The room darkened, the lights came on, and my father continued the evening's entertainment. Finally, it was very dark and the hunters decided they had to go out to their camp. It was my last chance. I waited, but I was still uninvited. I sulked.

They left and Dad turned to me. My sulking and wisecracking hadn't gone unnoticed. He started a lecture on my lack of deference to my elders—an adjunct to his ongoing lecture about my lack of respect for authority and position. Though my cousin and his friends were teenagers, they were my elders. This led to a tirade about my nascent skepticism which he and other adults considered to be a fault. I hated these lectures.

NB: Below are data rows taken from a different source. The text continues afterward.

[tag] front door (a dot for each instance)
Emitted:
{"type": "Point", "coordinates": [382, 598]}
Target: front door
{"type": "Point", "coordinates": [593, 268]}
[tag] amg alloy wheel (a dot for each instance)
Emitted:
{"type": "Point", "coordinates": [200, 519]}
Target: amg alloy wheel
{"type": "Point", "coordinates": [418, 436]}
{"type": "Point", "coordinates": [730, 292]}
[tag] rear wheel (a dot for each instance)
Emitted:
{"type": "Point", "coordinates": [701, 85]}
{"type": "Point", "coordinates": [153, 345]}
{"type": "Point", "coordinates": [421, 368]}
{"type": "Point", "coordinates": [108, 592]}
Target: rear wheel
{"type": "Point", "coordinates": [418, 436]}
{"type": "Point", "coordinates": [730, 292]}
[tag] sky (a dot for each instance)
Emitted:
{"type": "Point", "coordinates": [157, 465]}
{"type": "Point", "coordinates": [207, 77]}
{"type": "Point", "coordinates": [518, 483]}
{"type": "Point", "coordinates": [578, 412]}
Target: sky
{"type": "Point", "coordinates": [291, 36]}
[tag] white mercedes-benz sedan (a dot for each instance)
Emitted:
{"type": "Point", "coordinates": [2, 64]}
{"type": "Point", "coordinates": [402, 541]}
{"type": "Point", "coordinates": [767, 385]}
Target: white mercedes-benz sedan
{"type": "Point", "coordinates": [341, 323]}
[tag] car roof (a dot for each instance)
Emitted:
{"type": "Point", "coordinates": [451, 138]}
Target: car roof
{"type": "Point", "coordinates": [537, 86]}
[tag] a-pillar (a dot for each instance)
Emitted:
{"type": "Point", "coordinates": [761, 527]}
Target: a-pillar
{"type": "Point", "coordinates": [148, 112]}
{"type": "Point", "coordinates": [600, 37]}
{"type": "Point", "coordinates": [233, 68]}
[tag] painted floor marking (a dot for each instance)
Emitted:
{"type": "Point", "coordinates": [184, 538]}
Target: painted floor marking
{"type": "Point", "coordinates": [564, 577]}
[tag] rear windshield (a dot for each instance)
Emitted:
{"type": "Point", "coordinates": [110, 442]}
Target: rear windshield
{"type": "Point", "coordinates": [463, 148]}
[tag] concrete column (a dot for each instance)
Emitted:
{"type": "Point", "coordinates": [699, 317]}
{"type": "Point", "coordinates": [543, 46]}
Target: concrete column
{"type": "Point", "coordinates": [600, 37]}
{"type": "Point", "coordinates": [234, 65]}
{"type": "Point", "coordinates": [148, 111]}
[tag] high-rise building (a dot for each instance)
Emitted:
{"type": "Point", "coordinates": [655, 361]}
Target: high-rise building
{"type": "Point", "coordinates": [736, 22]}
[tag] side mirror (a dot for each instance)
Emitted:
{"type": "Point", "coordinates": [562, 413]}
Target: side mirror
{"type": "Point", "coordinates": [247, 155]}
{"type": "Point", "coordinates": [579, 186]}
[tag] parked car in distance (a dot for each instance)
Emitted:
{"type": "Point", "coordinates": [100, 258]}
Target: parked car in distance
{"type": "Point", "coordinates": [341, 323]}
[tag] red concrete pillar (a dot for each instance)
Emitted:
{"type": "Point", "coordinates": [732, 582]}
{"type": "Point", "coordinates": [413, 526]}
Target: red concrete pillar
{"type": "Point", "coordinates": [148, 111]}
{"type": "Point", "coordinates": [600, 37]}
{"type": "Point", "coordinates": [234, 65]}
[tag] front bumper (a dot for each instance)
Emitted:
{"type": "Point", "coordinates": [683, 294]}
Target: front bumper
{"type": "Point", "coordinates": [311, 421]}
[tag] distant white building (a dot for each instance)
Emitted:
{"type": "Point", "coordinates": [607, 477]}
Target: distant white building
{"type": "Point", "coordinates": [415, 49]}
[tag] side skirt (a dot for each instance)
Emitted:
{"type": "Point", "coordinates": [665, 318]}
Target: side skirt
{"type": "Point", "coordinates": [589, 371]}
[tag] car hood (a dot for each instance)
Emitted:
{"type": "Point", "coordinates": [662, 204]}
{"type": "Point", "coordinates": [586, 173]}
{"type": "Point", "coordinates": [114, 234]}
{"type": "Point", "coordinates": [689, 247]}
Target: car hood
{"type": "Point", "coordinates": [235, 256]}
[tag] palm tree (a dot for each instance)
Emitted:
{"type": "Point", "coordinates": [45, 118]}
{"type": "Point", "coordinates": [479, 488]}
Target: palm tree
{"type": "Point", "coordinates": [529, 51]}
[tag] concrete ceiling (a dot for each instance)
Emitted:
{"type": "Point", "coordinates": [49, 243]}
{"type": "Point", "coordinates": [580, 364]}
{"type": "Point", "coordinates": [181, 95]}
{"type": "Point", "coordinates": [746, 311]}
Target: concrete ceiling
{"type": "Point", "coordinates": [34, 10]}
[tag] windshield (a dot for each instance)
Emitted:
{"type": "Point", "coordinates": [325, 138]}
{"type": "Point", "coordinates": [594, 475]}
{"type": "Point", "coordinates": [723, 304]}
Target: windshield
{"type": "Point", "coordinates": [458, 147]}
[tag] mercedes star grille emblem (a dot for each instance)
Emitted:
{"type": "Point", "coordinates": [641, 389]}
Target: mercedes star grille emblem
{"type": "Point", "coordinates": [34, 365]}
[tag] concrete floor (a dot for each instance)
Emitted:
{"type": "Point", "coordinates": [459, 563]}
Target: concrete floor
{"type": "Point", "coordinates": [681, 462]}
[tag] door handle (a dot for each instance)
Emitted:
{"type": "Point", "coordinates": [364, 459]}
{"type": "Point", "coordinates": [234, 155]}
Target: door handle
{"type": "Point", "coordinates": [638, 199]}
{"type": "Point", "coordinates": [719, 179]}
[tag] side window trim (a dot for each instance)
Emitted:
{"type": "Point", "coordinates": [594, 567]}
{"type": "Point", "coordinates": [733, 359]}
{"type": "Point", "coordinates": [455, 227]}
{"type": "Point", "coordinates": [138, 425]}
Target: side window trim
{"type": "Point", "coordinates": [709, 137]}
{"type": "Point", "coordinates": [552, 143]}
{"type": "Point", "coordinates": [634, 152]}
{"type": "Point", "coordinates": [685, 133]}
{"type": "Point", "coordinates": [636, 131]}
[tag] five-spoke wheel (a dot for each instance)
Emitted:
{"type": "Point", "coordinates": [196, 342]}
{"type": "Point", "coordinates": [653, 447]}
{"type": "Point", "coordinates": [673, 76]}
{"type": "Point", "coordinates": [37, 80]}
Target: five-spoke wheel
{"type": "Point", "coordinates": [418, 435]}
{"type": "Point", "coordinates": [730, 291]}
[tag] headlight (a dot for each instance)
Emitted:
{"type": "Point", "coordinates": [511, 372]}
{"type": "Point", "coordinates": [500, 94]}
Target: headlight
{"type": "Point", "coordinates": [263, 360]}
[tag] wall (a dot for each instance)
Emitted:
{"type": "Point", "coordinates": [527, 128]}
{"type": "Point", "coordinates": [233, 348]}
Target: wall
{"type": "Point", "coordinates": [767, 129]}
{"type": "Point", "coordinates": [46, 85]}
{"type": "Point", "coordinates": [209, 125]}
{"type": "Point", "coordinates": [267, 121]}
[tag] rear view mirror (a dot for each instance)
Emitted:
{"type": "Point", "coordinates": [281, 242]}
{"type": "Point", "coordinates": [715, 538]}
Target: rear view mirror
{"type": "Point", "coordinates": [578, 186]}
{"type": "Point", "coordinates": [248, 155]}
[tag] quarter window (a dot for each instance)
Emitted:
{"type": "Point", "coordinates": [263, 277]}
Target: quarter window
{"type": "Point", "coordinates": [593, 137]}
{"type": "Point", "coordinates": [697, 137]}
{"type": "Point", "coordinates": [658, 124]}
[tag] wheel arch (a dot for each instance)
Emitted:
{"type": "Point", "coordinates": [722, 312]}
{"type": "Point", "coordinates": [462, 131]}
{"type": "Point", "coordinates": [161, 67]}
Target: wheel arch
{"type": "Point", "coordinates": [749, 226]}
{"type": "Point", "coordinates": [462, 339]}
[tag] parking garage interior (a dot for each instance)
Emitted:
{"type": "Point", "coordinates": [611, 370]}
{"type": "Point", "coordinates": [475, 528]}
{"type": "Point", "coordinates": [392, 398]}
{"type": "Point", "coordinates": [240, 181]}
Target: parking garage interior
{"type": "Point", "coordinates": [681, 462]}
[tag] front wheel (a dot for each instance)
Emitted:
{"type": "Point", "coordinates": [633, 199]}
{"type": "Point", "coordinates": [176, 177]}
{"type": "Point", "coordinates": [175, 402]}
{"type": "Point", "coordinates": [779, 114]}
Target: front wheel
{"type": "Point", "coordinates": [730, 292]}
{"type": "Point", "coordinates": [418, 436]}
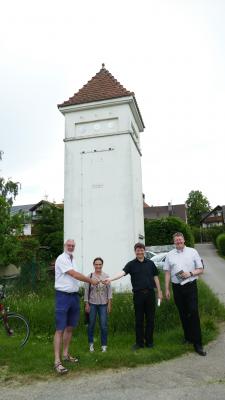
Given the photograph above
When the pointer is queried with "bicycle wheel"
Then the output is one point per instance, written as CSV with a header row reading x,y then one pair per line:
x,y
17,333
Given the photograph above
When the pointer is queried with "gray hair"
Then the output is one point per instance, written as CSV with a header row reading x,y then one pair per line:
x,y
69,240
178,234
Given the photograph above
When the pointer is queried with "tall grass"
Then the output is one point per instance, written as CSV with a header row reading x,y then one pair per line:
x,y
39,310
36,358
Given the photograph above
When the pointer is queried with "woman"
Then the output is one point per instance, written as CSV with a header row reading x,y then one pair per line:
x,y
98,300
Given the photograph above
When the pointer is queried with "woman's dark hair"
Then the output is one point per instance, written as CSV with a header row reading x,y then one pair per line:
x,y
139,246
98,258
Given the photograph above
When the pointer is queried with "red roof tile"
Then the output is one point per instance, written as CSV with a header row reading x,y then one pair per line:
x,y
102,86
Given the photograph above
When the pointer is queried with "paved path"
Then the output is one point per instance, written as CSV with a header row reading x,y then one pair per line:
x,y
214,274
189,377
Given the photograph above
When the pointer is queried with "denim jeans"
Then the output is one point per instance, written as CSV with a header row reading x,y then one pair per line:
x,y
101,310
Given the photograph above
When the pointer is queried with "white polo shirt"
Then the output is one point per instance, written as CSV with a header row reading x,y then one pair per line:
x,y
186,259
63,281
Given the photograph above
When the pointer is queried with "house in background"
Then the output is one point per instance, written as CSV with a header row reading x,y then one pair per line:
x,y
32,213
215,217
171,210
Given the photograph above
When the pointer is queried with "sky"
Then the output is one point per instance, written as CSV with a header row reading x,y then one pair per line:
x,y
171,53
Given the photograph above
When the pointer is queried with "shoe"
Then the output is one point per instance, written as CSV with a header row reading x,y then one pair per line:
x,y
186,341
199,350
91,348
137,347
149,345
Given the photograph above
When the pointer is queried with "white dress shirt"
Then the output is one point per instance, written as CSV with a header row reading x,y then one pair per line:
x,y
186,259
63,281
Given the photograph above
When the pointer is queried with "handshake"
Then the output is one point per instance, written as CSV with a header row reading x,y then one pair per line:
x,y
94,281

But about then he was cut off by a loud scream from the barn. It was followed by another. Then there was a shot. Dad, who was rarely unsettled by events, stood slack-jawed in the middle of the living room. The screaming escalated and a barrage of gunfire ensued. Then a sickening silence followed. Suddenly, the boys burst through the front door, my cousin clutching a now empty shotgun, his friends empty-handed.

"What in the name of Jehoshaphat is going on?" Dad yelled.

Breathless and trembling my cousin said "Something's in our sleeping bags..."

"What?"

"I think we shot it."

"Shot what?" Dad yelled.

They didn't know, but my cousin and one friend explained how they'd clambered down from the loft in the dark. "I jumped," the third boy said—15 feet to the floor of the barn in total darkness. They didn't know what had happened to their flashlights. None of them remembered yelling. The other two had no idea where their guns were.

I wanted to take our rifle and go out to see what it was. Dad said no. He still didn't know what it was in the loft. Ashen-faced, he took our .22 and a flashlight and stepped out into the night. The rest of us waited.

The minutes dragged until, suddenly, Dad came back through the door. He had their discarded weapons and broken flashlights. He dragged their sleeping bags behind him. It was the first and last time he ever climbed into that loft.

"What's out there?" my cousin asked.

Dad didn't answer at first.

"What was it?" my cousin persisted.

"Bats got into your sleeping bags."

"Bats?"

Dad nodded.

I started to laugh, "You almost killed each other 'cause of bats?"

Dad cut me off with a scowl I can feel to this day.

We all sat in the living room. They seemed relieved, but none of them made eye contact with me. Every once in awhile I started to laugh again and Dad gave me that look again.

They now decided not to go back out to their "camp." Besides, I don't know if you've ever seen what a 12-gauge does to sleeping bags. It's not pretty. Dad wouldn't have let them go out there again with their guns, anyway. They spent the night on our living room floor.

But before the sun came up I heard them out in our driveway. Their engine was running. From my window I watched their car quietly coast down to the dirt road. They left and never came back.

The events of that night were the first solid evidence I had that I may be right about respect. Some 35 years later, after an incident on a job, a supervisor told me I should respect the position even if I didn't respect the man.

I asked, if those who put that man in the position didn't respect it enough to put a better person in it, why should I respect it? He didn't provide an answer.

Dad could have taken the gun away from me that summer. As it was, he spoke frequently about the older boys and said he would never again let them hunt our property. But the fact is, I always had use of our gun after that, until Dad bought me my own. I guess we know who he respected.